Today, I interviewed with another company offering an entry-level position. In this case, while the compensation is likely appropriate for the position, it isn't my ultimate goal. One might assume I'd be short-timing that one, too, but the difference is that this company has something to offer: a future. Where the previous company had no opportunity to move beyond what I would have been hired to do, this next company dangles opportunity tantalizingly under my nose. I'd take the low-end offer and stay, seeing opportunity for personal growth and later on I'll get to the financial goals.

So, where honesty cost me an opportunity with the previous company, my honesty with the second company may pay off, while being dishonest would likely hurt miserably.

When honesty happens to coincide with the needs of the employer, honesty is still the best policy. One only has to find the company that has the same needs you have.

Shouldn't be too hard.

Should it?

I guess it wasn't.

After I wrote the above, I had another brief, pleasant conversation with the interviewer, starting something like, "Can you start tomorrow at 10 o'clock?"

Looks like honesty did pay off. I'm again among the ranks of the employed, looking forward to the challenges that come with a new job. It wasn't what I was shooting for, but all told, it might even be better, as I have the chance to prove myself and become a valuable asset to the company.

I'll know more soon about what I can say and what I can't say about them, and eventually you, the faithful reader, will know more as well. I can say this, however: when you're a Former Pundit, you shouldn't be surprised at having to get back on the ladder from the bottom. If you like your work, you'll soon find yourself back where you belong... and I believe I don't belong on the outside looking in. I'm back on the inside, and I'm convinced it'll be an interesting, if not exciting, journey back to the top of the game.

Monday, March 06, 2006

Tell them what they want to hear

It's funny what a little honesty will get you.

I was interviewing at a not-to-be-named company that specializes in home PC repair for a simple field technician job. When the interviewer asked me what kind of work I was looking for, I was honest. I told her that, given my experience, I was really looking for something further along than a field PC tech position, but I did need to start putting bread on the table again.

She told me they commonly had techs who worked for them for a few months (to keep their skills sharp, she said) while they were looking for other work. She made it look like this wouldn't be a problem. I was so pleased. Finally, my patience and honesty was about to pay off - maybe not with the job I wanted, but with at least something to hold me until better work came along - and they were good with it!

How naive I was! Even though the rest of the interview was golden, my honesty about my intentions, any other day a virtue, had become a curse.
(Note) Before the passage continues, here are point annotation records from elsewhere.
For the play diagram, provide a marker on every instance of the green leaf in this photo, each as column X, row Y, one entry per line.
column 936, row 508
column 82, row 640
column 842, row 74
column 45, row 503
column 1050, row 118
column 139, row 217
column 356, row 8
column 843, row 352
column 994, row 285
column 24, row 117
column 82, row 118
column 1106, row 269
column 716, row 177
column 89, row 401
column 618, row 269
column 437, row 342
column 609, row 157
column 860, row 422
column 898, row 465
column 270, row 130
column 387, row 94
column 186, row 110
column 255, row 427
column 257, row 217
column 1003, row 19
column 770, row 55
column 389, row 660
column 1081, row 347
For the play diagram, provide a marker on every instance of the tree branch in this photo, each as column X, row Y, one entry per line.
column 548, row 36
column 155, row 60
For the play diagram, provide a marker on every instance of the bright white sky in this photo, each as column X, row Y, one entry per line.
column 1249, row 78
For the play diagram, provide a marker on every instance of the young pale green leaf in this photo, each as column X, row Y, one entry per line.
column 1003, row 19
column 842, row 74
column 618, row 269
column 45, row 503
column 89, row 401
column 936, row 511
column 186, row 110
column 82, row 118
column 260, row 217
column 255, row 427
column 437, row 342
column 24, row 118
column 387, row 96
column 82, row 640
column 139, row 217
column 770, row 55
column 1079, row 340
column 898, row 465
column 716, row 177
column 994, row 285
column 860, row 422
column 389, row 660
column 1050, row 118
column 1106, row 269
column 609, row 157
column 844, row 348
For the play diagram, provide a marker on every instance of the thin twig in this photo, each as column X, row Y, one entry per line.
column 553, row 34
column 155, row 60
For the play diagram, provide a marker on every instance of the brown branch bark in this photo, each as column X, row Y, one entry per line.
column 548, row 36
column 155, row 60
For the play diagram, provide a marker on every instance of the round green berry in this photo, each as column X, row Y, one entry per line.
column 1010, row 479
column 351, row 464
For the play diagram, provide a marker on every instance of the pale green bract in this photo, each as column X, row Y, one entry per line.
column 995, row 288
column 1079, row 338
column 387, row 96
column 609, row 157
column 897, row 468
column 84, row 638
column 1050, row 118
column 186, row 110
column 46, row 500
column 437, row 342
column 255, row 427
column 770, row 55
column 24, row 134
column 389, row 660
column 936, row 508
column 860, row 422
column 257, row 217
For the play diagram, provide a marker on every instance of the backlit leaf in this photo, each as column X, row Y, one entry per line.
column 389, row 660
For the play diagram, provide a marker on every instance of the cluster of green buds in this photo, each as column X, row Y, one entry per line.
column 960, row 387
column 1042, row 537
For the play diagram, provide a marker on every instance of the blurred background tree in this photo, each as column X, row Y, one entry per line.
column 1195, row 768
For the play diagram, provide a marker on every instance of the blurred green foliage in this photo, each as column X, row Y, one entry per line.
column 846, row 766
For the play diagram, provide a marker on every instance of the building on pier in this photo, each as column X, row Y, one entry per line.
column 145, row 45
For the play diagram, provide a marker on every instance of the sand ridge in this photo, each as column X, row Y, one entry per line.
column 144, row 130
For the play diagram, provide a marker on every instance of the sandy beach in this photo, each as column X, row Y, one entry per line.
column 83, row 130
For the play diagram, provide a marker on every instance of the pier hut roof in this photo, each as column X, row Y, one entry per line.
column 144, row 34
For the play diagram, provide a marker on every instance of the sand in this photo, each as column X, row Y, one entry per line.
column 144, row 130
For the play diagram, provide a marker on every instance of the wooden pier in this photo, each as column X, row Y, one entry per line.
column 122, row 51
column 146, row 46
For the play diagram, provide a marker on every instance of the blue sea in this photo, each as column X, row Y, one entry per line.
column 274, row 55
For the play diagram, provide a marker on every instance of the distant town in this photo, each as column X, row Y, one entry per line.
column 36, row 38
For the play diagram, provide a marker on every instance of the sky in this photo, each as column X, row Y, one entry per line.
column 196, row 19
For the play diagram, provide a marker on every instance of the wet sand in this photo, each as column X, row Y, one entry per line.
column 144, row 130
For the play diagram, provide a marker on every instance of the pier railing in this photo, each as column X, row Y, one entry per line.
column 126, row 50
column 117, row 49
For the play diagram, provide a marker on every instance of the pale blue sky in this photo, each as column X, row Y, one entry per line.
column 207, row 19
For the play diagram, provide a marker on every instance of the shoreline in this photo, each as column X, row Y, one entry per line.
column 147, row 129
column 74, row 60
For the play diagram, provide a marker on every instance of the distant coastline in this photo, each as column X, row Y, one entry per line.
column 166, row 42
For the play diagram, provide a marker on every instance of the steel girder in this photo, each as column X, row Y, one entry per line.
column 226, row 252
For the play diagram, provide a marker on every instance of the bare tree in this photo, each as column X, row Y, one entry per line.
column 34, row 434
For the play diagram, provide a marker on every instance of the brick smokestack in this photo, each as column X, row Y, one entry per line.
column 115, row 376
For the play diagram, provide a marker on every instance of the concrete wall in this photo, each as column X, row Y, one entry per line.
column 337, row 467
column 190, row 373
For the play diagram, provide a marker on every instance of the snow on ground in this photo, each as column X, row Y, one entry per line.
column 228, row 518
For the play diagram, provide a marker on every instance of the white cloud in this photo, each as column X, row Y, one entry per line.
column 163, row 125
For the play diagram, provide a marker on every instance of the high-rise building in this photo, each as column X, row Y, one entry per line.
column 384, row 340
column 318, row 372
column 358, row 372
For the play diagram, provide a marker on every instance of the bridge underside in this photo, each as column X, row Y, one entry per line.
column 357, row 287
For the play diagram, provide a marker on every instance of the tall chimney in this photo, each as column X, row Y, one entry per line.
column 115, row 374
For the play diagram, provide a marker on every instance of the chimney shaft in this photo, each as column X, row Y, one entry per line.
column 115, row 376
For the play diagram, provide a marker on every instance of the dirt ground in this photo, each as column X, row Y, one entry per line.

When discussing my application after I left, the staff couldn't come to grips with knowing I did not intend to stay with them forever - as if anyone ever did! It wasn't that I was likely to bolt at the first sign of a decent job, as so many other technicians have done (and will still do) - no, the vote swung against me because I had the honesty to admit what I was going to do, while everyone else simply pretended it wasn't going to happen.

So honesty cost me an opportunity.

I could say I didn't learn my lesson, and that I'll still be a perfectly honest applicant next time.

But then, I wouldn't be honest, would I?